Message withdrawn at poster's request.

NotADragonOfSoup Tue 05-Mar-13 19:53:33

I don't care if you don't have childcare for your other children - bluntly, it's not my problem

Personally, I would go out of my way to help someone whose child would not be able to attend due to childcare problems.

Bunbaker Tue 05-Mar-13 19:42:23

" I am astounded at the amount of people who say they don't expect one for sibs." I'm not. At a class party at a soft play that could potentially double the number of party bags. I admit that I have been astonished at the number of parents who have assumed that siblings are automatically invited to parties. I wonder if some of the problems haven't come from the birthday parent not being able to be firm about no siblings.

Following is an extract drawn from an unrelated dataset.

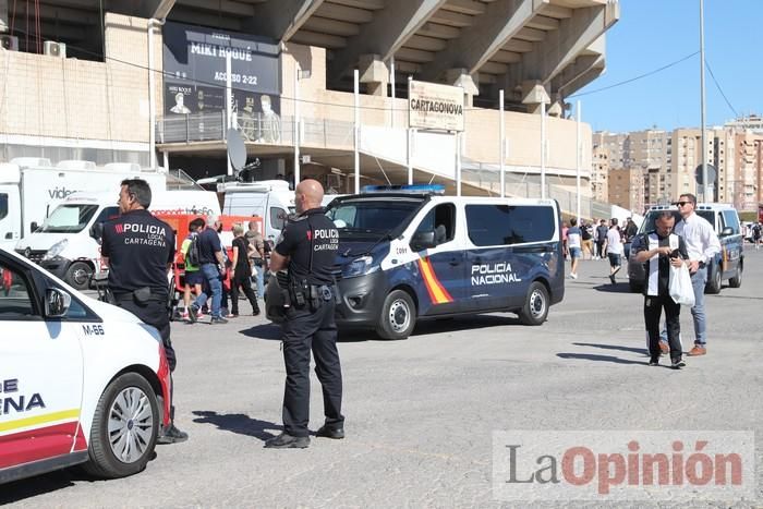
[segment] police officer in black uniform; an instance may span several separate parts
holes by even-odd
[[[267,448],[300,448],[310,445],[310,352],[324,395],[325,424],[317,436],[344,438],[342,373],[334,320],[336,287],[331,275],[339,232],[320,207],[324,190],[315,180],[300,182],[295,190],[296,218],[283,229],[282,240],[271,253],[270,270],[289,268],[290,306],[283,322],[284,432],[265,443]]]
[[[100,246],[109,267],[109,291],[116,305],[159,331],[171,373],[175,355],[170,341],[167,271],[174,258],[174,232],[148,213],[152,190],[146,181],[129,179],[121,185],[121,216],[104,226]],[[174,408],[171,417],[174,417]],[[187,434],[170,423],[158,441],[174,444],[187,438]]]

Kiriwawa Tue 05-Mar-13 19:36:26

DIY - your posts are terrifying me. I've invited a specific number of children over this weekend for a bear-making party. I have enough kits for the number of children who have been invited and no extras.

I don't care if you don't have childcare for your other children - bluntly, it's not my problem. At 5/6, I am expecting/hoping everyone will leave their children. I don't have the room/time to entertain a load of adults and siblings.

I do know all the invitees and their parents fairly well so I hope the parents leave. God I really hope they do or I will feel like I'm in an OFSTED observation situation ...

Gingerodgers Tue 05-Mar-13 18:50:01

If I said sibs ok, they would get a party bag! I am astounded at the amount of people who say they don't expect one for sibs. In fact most party's we have gone to ,( drop, not stay) a party bag is provided for sibs anyway.